Bush Tax Plan Would Encourage Economic Growth

April 30, 2003

Economists have developed many theories about the effects of budget deficits and public debt. The upshot is that budget deficits may affect real interest rates -- but typically by small amounts and in directions that depend on the specifics of a tax program, says Robert Barro.

To assess how real interest rates are determined within an international context, Barro relies on evidence like that from a continuing research program begun in 1990 (see "World Real Interest Rates," National Bureau of Economic Research Macroeconomics Annual, 1990). This work now considers 12 countries: the United States, Japan, Canada, Australia and several nations in Western Europe. Here are some of the findings:

  • Real interest rates depend on accumulated levels of public debt in relation to gross domestic product, not on current fiscal deficits.
  • Real interest rates in each country depend not so much on that country's debt but rather on overall debt.
  • U.S. real interest rates depend on the ratio of public debt to gross domestic product in the 12-country universe -- the U.S. debt matters here, but only to the extent that it contributes to the overall debt.

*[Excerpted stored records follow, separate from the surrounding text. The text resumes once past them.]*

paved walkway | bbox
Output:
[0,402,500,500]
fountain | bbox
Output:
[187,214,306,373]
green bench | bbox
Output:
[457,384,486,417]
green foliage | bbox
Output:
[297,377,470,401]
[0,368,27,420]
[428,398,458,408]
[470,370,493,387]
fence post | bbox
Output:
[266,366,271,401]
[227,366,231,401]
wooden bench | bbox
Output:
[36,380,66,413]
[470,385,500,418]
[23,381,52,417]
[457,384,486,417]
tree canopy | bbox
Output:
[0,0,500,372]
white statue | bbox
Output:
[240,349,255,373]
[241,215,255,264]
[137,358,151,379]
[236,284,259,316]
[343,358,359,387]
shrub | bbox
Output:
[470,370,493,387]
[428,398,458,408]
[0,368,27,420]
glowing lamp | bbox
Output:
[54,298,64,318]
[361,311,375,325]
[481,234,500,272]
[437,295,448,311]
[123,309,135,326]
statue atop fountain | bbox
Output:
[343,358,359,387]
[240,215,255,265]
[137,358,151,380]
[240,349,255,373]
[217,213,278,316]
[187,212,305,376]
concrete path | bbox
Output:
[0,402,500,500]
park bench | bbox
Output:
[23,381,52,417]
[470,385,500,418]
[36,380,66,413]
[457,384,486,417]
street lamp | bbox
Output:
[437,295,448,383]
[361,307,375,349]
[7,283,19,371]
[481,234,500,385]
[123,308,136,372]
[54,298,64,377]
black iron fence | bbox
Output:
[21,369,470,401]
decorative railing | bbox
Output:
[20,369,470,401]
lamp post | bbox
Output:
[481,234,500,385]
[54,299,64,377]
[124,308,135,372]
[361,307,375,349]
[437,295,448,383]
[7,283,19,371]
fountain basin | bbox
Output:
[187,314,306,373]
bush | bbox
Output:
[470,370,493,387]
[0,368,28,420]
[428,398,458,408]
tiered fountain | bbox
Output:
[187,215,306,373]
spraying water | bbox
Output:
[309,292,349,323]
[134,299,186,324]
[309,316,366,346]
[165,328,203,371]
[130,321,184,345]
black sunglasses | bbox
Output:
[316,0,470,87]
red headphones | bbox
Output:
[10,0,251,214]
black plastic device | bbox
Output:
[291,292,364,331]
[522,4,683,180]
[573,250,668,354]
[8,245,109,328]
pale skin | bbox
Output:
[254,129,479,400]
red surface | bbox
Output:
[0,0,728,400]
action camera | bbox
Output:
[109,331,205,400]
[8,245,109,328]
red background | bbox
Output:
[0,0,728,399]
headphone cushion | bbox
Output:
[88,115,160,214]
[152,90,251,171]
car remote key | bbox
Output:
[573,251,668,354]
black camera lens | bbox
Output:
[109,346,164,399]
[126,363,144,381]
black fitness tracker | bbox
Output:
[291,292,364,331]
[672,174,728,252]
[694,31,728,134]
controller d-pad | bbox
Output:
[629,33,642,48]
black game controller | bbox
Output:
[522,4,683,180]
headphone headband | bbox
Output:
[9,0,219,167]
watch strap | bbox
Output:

A rise in the 12-country debt-to-GDP ratio raises real interest rates in each country, but by only small amounts: specifically, if the public debt rose by 1 percent of GDP in each country, real interest rates would rise by an estimated 0.1 percent, but if debt rose only in the United States (which now accounts for 45 percent of the 12-country GDP), the rise in real interest rates would be about 0.05 percent.

The bottom line is that, in evaluating the Bush tax plan, higher real interest rates do not make the top-100 list of economic concerns, Barro says. We can get on with the business of shaping a tax-reform package that encourages economic growth. The Bush plan is a good start.